Proposal Slammed as Counterproductive, Promoting Segregation

However, this proposal failed to strike a pleasant note with either politicians or fellow Muslim organisations.

Liberal MP Abid Raja, former vice president of the Norwegian parliament and the first Norwegian with a minority background to be nominated at the top of the ballot list in elections, is firmly against.

“In Norway, we cannot have one child welfare service for Christian children, another one for Jewish ones, and one more for the Muslim”, Raja told national broadcaster NRK, stressing that public services cannot be divided by ethnicity or religious origin.

Nor did the proposal suit the Muslim Dialogue Network, whose founder Arshad Jamil warned of further segregation.

“This proposal will enforce the stereotype against Muslims and promote segregation”, he said, calling to work together to solve challenges.

Some went so far as to accuse the council of attempting to spread Islamism.

“This is Islamism in practice, where Islam with sharia are placed above Norwegian law”, Dana Manouchehri, Secretary General of NGO Equality, Integration, Diversity (LIM) wrote in an opinion piece in Nettavisen.

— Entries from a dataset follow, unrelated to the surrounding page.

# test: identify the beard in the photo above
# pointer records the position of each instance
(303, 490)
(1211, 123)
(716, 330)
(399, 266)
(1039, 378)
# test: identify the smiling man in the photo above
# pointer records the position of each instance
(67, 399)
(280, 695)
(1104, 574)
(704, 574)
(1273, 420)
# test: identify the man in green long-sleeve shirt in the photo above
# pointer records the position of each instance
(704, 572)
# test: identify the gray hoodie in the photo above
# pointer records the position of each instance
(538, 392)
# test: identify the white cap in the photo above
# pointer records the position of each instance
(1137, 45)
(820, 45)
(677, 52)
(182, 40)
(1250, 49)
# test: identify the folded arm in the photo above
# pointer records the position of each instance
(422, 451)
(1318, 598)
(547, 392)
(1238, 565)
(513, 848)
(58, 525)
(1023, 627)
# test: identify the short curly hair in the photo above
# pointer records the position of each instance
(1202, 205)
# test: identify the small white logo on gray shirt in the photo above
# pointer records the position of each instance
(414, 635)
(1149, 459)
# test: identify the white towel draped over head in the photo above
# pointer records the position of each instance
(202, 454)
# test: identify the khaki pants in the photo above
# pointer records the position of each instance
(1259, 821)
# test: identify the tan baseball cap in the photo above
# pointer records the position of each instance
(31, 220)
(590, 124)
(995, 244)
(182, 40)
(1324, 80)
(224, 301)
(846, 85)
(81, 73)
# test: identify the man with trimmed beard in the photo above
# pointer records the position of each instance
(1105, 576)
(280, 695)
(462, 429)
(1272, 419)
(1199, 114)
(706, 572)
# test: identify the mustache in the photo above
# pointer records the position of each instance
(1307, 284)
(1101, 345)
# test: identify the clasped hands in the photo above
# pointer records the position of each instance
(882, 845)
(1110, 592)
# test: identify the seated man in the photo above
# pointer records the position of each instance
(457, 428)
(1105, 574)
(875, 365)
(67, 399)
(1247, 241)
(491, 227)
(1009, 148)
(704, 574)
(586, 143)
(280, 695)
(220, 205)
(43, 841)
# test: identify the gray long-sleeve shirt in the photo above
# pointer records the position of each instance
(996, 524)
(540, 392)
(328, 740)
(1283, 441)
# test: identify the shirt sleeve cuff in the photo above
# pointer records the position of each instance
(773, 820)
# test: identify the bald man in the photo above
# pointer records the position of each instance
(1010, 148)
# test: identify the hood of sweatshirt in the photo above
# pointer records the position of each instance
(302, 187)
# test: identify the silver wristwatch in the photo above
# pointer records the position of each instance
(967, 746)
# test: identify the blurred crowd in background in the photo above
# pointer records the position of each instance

Manouchehri accused the Islamic Council of working systematically to “create an us and them society” and stressed that religion has no place in either public services or secular society.

Children and Family Minister Kjell Ingolf Ropstad of the Christian Democratic Party said that the proposal to create separate Muslim institutions was “irrelevant”.

Norwegian Child Welfare as Source of International Controversy

The Norwegian Child Welfare Service (Barnevernet, literally “Child protection”) is a government body meant to protect children from abuse and ensure their well-being. Roughly 3 percent of all children in Norway receive some form of assistance, which in worst cases includes being placed in a foster family or institution following a care order.

According to its own data, Barnevernet disproportionally targets immigrant children (4.9 percent compared to 2.2 percent of ethnic Norwegian children).

On the international arena, it has spurred widespread criticism, from among others, Poland, Romania, India, and Russia, to name a few, for taking away children in a manner perceived as arbitrary and slammed as kidnapping.

The percentage of Muslims has grown exponentially over the past few decades and is now estimated to constitute 5.7 percent of the country's population of 5.2 million, surpassing 10 percent and higher in some municipalities.